An adversary can use the above property to degrade the quality of the anonymity provided by the system.
The reduction in anonymity sets can only be used in conjunction with other attacks, since by itself, a sparse mix network is still secure even for small path lengths.
### Ch 6: Defenses
> How reputation management and Byzantine fault tolerance algorithms can be applied to anonymous communication systems to defend against path compromise strategies.
#### Path Compromise and Reputation
A reliable reputation mechanism would be an effective counter to the adversary trying to make itself look more attractive to be selected as a relay mix.
Such a mechanism would allow us to:
* maintain history on node behavior to identify dishonest activity.
* Distribute this information to other mixes in the system.
MorphMix attempted to use local view information to address the shortcomings of using a small set of trusted authorities. However, attackers may be able to model a victim’s local knowledge and manipulate its content to prevent detection.
An important aspect of reputation management is verifying mix capabilities. During path construction, many system protocols have been designed to take into account the bandwidth capacity and current mix load before selecting mixes to use in the relay path.
Malicious nodes are able to make themselves look more attractive by providing specially crafted “honest-looking” selections that not only fool a victim into thinking they are honest, but additionally lower the collusion threshold such that honest nodes are falsely detected as being dishonest.
** Path Compromise Detection and Prevention**
We need a mechanism to detect such types of dishonest behavior and a protocol to disseminate this information reliably to the rest of the mixes in the network.
If each relay group required acknowledgments from multiple mixes in the subsequent relay group, it could be assured that the message was broadcast to at least some set of mixes in the next group. Otherwise it could rebroadcast the message until it has either received a sufficient number of acknowledgments or has reason to believe there is suspicious behavior taking place.
Using a group of trusted servers to monitor statistics of failed connections may shed light on repeated misbehaviors and allow for protocols based on reliable mix reputations.
> It is uncertain if reputation management schemes can be applied to anonymous systems without disrupting mix anonymity and user unlinkability within the system.
#### BFT and Anonymous Communications
> It has been shown that more than 2/3 of the participants in a system must be non-faulty for BFT techniques to hold.
Unfortunately, there are two major limitations of BFT algorithms that complicate their application to anonymous communication systems:
1. First, BFT techniques require replicated state between servers, however, this reduces the privacy of mixes.
2. Second, most BFT techniques assume closed group membership of BFT groups, but anonymous communication systems typically have dynamic structures.

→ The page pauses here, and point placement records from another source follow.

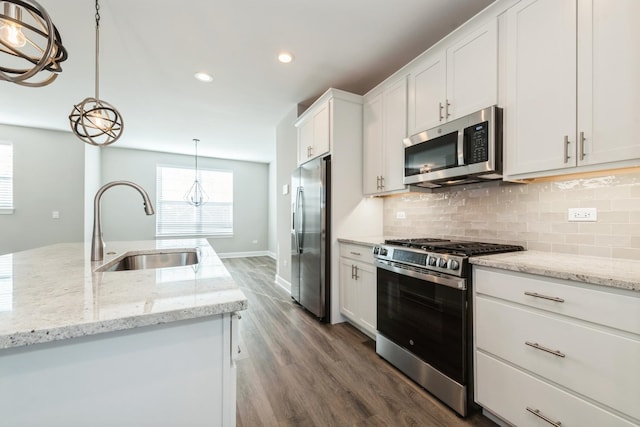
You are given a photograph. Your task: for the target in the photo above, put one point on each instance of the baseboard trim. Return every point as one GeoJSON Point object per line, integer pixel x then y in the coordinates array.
{"type": "Point", "coordinates": [244, 254]}
{"type": "Point", "coordinates": [283, 284]}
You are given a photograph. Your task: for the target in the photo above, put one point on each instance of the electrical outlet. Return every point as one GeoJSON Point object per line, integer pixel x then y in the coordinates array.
{"type": "Point", "coordinates": [583, 214]}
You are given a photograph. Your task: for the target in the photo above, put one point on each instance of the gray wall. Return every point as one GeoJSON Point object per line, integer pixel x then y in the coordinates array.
{"type": "Point", "coordinates": [48, 176]}
{"type": "Point", "coordinates": [286, 161]}
{"type": "Point", "coordinates": [123, 217]}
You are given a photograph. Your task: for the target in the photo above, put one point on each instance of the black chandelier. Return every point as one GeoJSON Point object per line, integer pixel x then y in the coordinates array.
{"type": "Point", "coordinates": [29, 44]}
{"type": "Point", "coordinates": [93, 120]}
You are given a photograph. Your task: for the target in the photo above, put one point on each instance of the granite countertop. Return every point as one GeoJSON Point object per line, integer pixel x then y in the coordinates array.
{"type": "Point", "coordinates": [54, 292]}
{"type": "Point", "coordinates": [366, 241]}
{"type": "Point", "coordinates": [615, 273]}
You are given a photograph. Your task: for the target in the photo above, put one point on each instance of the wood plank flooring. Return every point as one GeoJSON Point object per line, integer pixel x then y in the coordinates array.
{"type": "Point", "coordinates": [295, 371]}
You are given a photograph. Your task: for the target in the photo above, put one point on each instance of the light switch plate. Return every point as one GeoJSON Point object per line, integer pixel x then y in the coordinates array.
{"type": "Point", "coordinates": [583, 214]}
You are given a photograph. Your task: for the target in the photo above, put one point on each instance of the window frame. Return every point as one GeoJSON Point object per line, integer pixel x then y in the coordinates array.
{"type": "Point", "coordinates": [180, 203]}
{"type": "Point", "coordinates": [8, 208]}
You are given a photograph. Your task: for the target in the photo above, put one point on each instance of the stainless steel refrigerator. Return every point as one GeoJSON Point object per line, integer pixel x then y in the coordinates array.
{"type": "Point", "coordinates": [310, 236]}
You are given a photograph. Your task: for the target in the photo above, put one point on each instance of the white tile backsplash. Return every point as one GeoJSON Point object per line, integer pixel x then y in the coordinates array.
{"type": "Point", "coordinates": [533, 215]}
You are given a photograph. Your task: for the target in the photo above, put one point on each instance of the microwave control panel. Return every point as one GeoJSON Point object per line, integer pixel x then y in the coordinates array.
{"type": "Point", "coordinates": [476, 141]}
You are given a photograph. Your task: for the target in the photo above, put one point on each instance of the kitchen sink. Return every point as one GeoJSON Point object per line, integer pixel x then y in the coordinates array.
{"type": "Point", "coordinates": [157, 259]}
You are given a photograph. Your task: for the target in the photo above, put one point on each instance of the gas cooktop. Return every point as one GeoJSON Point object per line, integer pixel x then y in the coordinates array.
{"type": "Point", "coordinates": [465, 248]}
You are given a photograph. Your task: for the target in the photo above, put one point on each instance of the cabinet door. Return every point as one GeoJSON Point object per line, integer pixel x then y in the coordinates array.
{"type": "Point", "coordinates": [427, 93]}
{"type": "Point", "coordinates": [321, 131]}
{"type": "Point", "coordinates": [372, 148]}
{"type": "Point", "coordinates": [394, 131]}
{"type": "Point", "coordinates": [348, 289]}
{"type": "Point", "coordinates": [472, 72]}
{"type": "Point", "coordinates": [540, 110]}
{"type": "Point", "coordinates": [368, 298]}
{"type": "Point", "coordinates": [305, 141]}
{"type": "Point", "coordinates": [608, 83]}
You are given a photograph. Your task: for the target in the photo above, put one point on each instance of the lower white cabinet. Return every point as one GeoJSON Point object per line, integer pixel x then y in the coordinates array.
{"type": "Point", "coordinates": [544, 355]}
{"type": "Point", "coordinates": [358, 287]}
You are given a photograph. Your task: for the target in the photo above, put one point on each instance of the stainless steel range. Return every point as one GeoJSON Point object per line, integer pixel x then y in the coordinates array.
{"type": "Point", "coordinates": [424, 313]}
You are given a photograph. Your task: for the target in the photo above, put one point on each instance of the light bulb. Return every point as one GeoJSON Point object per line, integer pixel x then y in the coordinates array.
{"type": "Point", "coordinates": [12, 34]}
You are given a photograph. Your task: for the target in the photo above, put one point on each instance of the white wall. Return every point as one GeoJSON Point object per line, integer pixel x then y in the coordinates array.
{"type": "Point", "coordinates": [272, 238]}
{"type": "Point", "coordinates": [92, 176]}
{"type": "Point", "coordinates": [48, 176]}
{"type": "Point", "coordinates": [123, 217]}
{"type": "Point", "coordinates": [286, 161]}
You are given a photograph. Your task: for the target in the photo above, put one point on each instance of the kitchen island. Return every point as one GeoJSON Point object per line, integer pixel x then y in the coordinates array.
{"type": "Point", "coordinates": [149, 347]}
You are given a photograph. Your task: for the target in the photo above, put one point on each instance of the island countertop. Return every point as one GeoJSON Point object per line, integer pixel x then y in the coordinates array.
{"type": "Point", "coordinates": [54, 292]}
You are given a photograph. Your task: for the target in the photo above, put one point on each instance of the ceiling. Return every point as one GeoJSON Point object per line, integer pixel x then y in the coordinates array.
{"type": "Point", "coordinates": [150, 50]}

If a system was able to initially form a secure BFT group among participants, they could determine the security protocols necessary to maintain fault tolerance, but how does one initially form a BFT group without first knowing these protocols.
### Ch 7: Conclusion
> Due to the nature of current anonymous network designs, the resources needed for participation are low, so this adversary is a significant threat. Additionally, an attacker that controls mixes in the network can both behave honestly and dishonestly according to the system protocols, making him hard to detect and defend against.